Gold, Silver, and Bitcoin
Investors also turned to safe-haven assets. Gold futures jumped 2.5% to around $5,125 an ounce, while silver surged 9%.
Bitcoin was trading near $67,800 in the afternoon, slightly below its earlier high. The U.S. dollar index slipped 0.2%.
The rise in gold and silver reflects concerns about inflation and possible geopolitical risks.
What Comes Next?
The Supreme Court ruling has reduced uncertainty around tariffs, at least for now. Investors appear hopeful that fewer trade barriers could support economic stability.
However, several big questions remain:
- Will inflation stay elevated?
- Will the Federal Reserve adjust interest rates soon?
- Could rising tensions with Iran push oil prices even higher?
These factors will likely keep markets volatile in the weeks ahead.

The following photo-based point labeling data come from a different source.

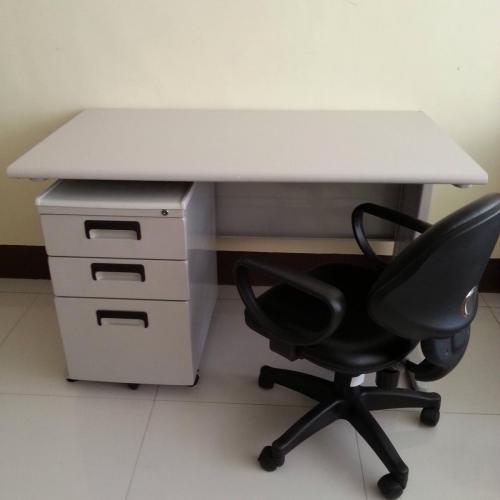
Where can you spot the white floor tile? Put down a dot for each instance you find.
(491, 299)
(496, 313)
(231, 363)
(473, 386)
(69, 448)
(21, 285)
(458, 459)
(32, 360)
(209, 451)
(12, 307)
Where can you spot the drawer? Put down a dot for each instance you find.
(120, 237)
(120, 278)
(130, 341)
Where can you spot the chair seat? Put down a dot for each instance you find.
(358, 345)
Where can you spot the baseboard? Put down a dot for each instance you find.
(21, 261)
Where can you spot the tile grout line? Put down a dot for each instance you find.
(139, 451)
(23, 314)
(221, 403)
(361, 465)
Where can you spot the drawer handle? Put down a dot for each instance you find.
(133, 316)
(115, 229)
(132, 270)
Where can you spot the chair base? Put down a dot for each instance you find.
(338, 400)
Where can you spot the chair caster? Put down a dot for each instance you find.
(270, 460)
(429, 416)
(387, 379)
(390, 487)
(265, 381)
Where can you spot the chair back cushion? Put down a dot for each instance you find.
(430, 289)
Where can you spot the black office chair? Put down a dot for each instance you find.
(356, 320)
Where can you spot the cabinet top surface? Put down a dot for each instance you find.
(115, 194)
(246, 146)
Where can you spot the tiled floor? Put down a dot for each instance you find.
(102, 441)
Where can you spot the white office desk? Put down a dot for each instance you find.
(278, 173)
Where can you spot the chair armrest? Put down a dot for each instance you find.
(293, 335)
(382, 213)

For now, though, Wall Street has ended the week on a positive note. The Nasdaq breaking its five-week losing streak has boosted confidence, especially among tech investors.
As this story continues to develop, it remains firmly in the Latest News cycle and will likely stay in upcoming Daily news highlights. Between court rulings, inflation data, oil prices, and global tensions, the financial markets are entering a new and uncertain phase.
Investors will be watching closely to see whether this rally can continue—or if new economic challenges lie ahead.